Got a dual-drive unit. Haven't powered it up for a couple of years, but I don't recall any problems with it. My documentation for it is probably better, as it came directly as an evaluation unit from Iomega.

So if you've got questions, fire away and I'll do my best to find an answer.
 
I went ahead and took my luck with some used 90MB cartridges. I'll find out if the drives and cartridges work in a week or so when they arrive.

The external drive box is actually a Bering MultiPac 7902 with an HP-IB interface implementing the CS/80 protocol. Maybe I will be able to get it to work with HP 85 series systems just for fun, although using it with an HP 1000 series system would be more appropriate.

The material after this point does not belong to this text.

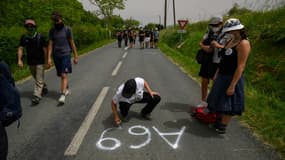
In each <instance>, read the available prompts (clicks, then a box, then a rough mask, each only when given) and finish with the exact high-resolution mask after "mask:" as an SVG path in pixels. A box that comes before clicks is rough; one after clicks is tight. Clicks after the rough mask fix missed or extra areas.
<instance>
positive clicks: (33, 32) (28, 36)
mask: <svg viewBox="0 0 285 160" xmlns="http://www.w3.org/2000/svg"><path fill="white" fill-rule="evenodd" d="M27 31H28V33H27V36H28V37H29V38H34V37H35V36H36V33H37V32H36V27H27Z"/></svg>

It's something similar to this MultiPac Jaz box, but a generation or two earlier:
http://bering.com/doc/brochure/multipac.pdf
 
Is there any information that can only be written at the factory on these cartridges, such as some sort of servo tracks? Or can the cartridges be completely magneticly erased and low level formatted on standard end user drives?
 
Is there any information that can only be written at the factory on these cartridges, such as some sort of servo tracks? Or can the cartridges be completely magneticly erased and low level formatted on standard end user drives?

There are servo tracks on the cartridge. File system formats are all you can do.
 
Today (nov 15th) I was going through some old removable-media drives, checking the Web to see if these are of current interest. Found of course, this thread.

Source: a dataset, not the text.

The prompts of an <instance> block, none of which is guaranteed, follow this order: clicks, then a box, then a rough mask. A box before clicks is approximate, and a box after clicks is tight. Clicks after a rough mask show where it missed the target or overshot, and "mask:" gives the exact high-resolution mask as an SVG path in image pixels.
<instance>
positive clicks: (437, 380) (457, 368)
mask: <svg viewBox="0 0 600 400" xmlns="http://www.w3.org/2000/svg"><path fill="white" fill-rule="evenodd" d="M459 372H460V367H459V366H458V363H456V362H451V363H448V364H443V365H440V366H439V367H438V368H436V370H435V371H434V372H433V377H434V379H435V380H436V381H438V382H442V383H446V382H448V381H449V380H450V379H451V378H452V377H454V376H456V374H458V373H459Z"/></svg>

I have two of the 90MB Bernoulli branded external drives, one SyQuest 88MB drive, two 440MB "infinity 40 turbo" drives which look externally like the SyQuest. These all look very similar; I don't know that the SyQuests are Bernoulli compatible. Comments?

Herb Johnson
retrotechnology.com
 
They may look similar, but the SQ800 carts are Syquest-specific. Physically, I'm not even sure that they'll fit in a Bernoulli drive. Bernoulli disks are true floppies (thin flexible media); ISTR that Syquest are rigid.

Bernoulli technology is pretty interesting. It's based on the demonstration for kids where you take a playing card, a thread spool and a pin (to keep the card centered over the spool center hole) and blow through the spool onto the card to find that the card doesn't fly away, but remains attracted to the spool as long as one keeps blowing. Totally non-instinctive.
 
The Infinity 40 are rebranded SyQuest drives using the 40MB version of the 5.25" disk which is the earlier version of the SyQuest 88MB drive. SyQuest made at least 2 models of the 88MB drive: early 88 which can read 44MB cartridges and the later 88c which can read and write 44MB disks. I don't know if Peripheral Land used a compatible format in the Infinity 40.